The illumination ceremony ends in farce when Wally's electric shaver leads to a disruption of the power, resulting in some of the illuminated signs displaying unflattering comments about the town. Wally then puts on his show for the guests at the formal dinner and dance, but a drunken guest heckles Punch and disrupts the performance, leading to a food fight involving all the guests. Lady Jane's attempt to leave is blocked and she gets into an argument with Wally, during which she insults and slaps Delia who responds by flooring her with a punch, to the horror of the mayor and mayoress.

The next morning Delia has a black eye: her dreams of social acceptance have vanished, but Wally and Delia are now closer, and happily decide to leave Piltdown for pastures new.

Cast
Tony Hancock — Wally Pinner
Sylvia Syms — Delia Pinner, Wally's wife
Ronald Fraser — Mayor
Barbara Murray — Lady Caterham
John Le Mesurier — Charles Arthur Ford, The Sandman
Hugh Lloyd — Edward Cox, Wally's assistant
Norman Bird — Council Committee Man
Kevin Brennan — Landlord
Eddie Byrne — Ice Cream Assistant
Mario Fabrizi — Nevil Shanks
Nicholas Webb — Peter
Brian Bedford - Lady Caterham's 1st escort
 Peter Myers - Lady Caterham's 2nd escort
Peter Vaughan — Council Committee Man
Norman Chappell — Footman
Gerald Harper — First Drunk
Walter Hudd — Clergyman
Hattie Jacques — Dolly Zarathusa, the Fortune Teller
Michael Ripper — Waiter
Russell Waters — Bobby Bachelor the band leader
Carole Ann Ford — Girl in seaside kiosk

Background
The film is a gentle but bitter-sweet comedy.

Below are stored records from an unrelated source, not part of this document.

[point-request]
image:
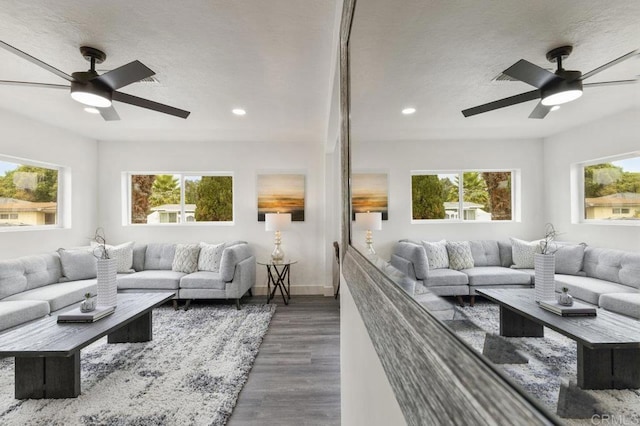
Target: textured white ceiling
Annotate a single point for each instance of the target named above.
(273, 58)
(441, 56)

In an early scene, Wally and Delia have breakfast in almost total silence, and the scene demonstrates that they are married from habit, and no longer have anything in common.

In the following scene, Wally angrily rams a bunch of flowers up a porcelain pig's backside, which is later discovered by Delia in a socially awkward situation. The flowers were first intended to go up the pig's nose, but Hancock argued that the joke had to be stronger and so a prop with a suitable orifice was made. The scene with Wally was cut from the 2006 DVD (in 4:3 aspect ratio) in "Tony Hancock Collection" released by Optimum Releasing, and from many television versions, leaving only the moment when Delia finds the flowers; the following scene, when Wally goes to join his assistant Edward in his workshop, is also cut, so this cut version runs for only 88 minutes. An uncut (97 minutes) version (in its original theatrical aspect ratio of 1:1.66) was released on DVD and Blu-ray by Network in 2019, and was shown on Talking Pictures TV in 2021.

In another scene, Wally retreats from the rain into an ice cream parlour with a small boy, played by Sylvia Syms' nephew, Nicholas Webb. The boy asks for a large sundae (a "Piltdown Glory") and Wally orders the same. Then, because he is uncertain of the correct technique for eating the dessert, Wally carefully watches the boy and imitates his every move. The scene was completed from several different takes, between which Hancock sipped vodka to wash away the taste of the ice cream which he strongly disliked. The scene was originally intended to be done in a shorter time frame, but Hancock believed that drawing it out longer would work better and hold more impact and humour for viewers.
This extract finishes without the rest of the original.